Publication

Article

Internal Medicine World Report

January 2015
Volume

New Anticoagulants vs. Warfarin: Risks and Benefits

Author(s):

Avoiding intracranial hemorrhage (ICH) is a major concern for physicians treating patients with anticoagulation drugs. Iatrogenic ICH related to anticoagulants occurs in 0.3% to 1.8% of patients a year who are taking warfarin.

Avoiding intracranial hemorrhage (ICH) is a major concern for physicians treating patients with anticoagulation drugs. Iatrogenic ICH related to anticoagulants occurs in 0.3% to 1.8% of patients a year who are taking warfarin.

A JAMA Neurology analysis weighed the findings of a study that showed 3 novel oral anticoagulants (NOAC)s dabigatran, apixaban, and rivaroxaban greatly reduced this risk in patients with atrial fibrillation (AF).

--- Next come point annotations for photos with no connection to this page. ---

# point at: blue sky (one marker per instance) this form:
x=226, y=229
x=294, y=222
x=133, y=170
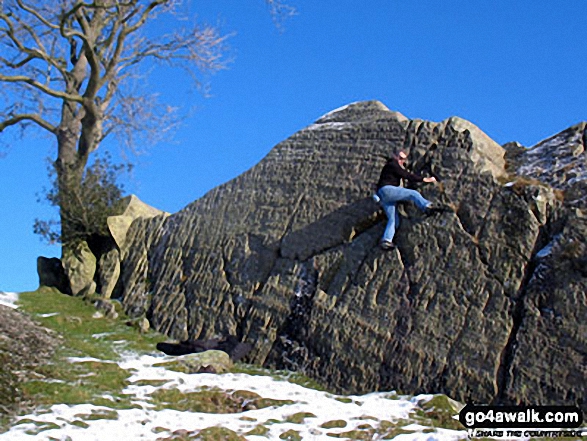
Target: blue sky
x=517, y=69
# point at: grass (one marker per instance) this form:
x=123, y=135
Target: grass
x=83, y=370
x=94, y=378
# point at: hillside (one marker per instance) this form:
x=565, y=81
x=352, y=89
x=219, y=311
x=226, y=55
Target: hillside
x=486, y=303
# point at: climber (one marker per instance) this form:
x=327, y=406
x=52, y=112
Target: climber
x=390, y=191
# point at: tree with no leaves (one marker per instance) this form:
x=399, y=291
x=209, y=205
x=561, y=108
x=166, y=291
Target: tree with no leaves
x=69, y=67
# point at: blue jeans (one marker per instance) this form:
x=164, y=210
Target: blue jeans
x=389, y=197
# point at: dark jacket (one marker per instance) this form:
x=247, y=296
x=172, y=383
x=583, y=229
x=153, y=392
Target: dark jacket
x=393, y=173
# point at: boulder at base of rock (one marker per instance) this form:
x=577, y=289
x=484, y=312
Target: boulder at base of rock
x=235, y=349
x=204, y=362
x=79, y=264
x=131, y=208
x=52, y=274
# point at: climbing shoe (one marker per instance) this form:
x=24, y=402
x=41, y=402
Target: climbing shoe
x=386, y=245
x=437, y=208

In that study, Saurav Chatterjee, MD and colleagues reviewed existing studies and data from several databases, supplemented with conference abstracts through Dec. 1, 2012 to find evidence of the effectiveness of these NOACs.

Six studies of more than 57,000 such patients were analyzed.

The team found that each of the 3 NOACs reduced the risk of ICH compared with aspirin or warfarin. They saw no evidence of one NOAC drug being any better than another.

Evaluating the study in a clinical review in JAMA, Paul Vespa, MD said “It is tempting to apply these results by transitioning patients from warfarin to an NOAC or using an NOAC instead of warfarin for patients initiating anticoagulation therapy,” because the data imply NOACs are safer.

But the “lingering concerns” are many, Vespa wrote.

There is uncertainty about the optimum NOAC dose, no proven antidote for life-threatening bleeds, and little information about the use of thrombolysis for patients taking an NOAC. Also lacking is “reasonable monitoring tests to determine the efficacy of the NOAC,” Vespa shared.

For those reasons, these concerns “likely slow the acceptance to use these newer agents,” he said.

There are suggested remedies for life-threatening bleeding in patients taking NOACs, such as use of activated charcoal within 2 hours of ingestion, activated prothrombin concentrate, factor VII, and fresh frozen plasma.

In the case of dabigatran, plasmapheresis may work, but all these suggestions were based on anecdotal evidence, he said.

Of the 3 NOACs, Vespa believes rivaroxaban has an advantage in that there is a known effective treatment in the event of a bleed—at least based on animal studies. That remedy is prothrombin complex concentrate at 100IU/kg, which limited ICH expansion in the test animals.

Rescue agents for ICH in NOAC patients are still being researched and some are in development.

“The NOACs hold great promise, but a reliable antidote is needed to facilitate widespread adoption of these agents,” Vespa concluded.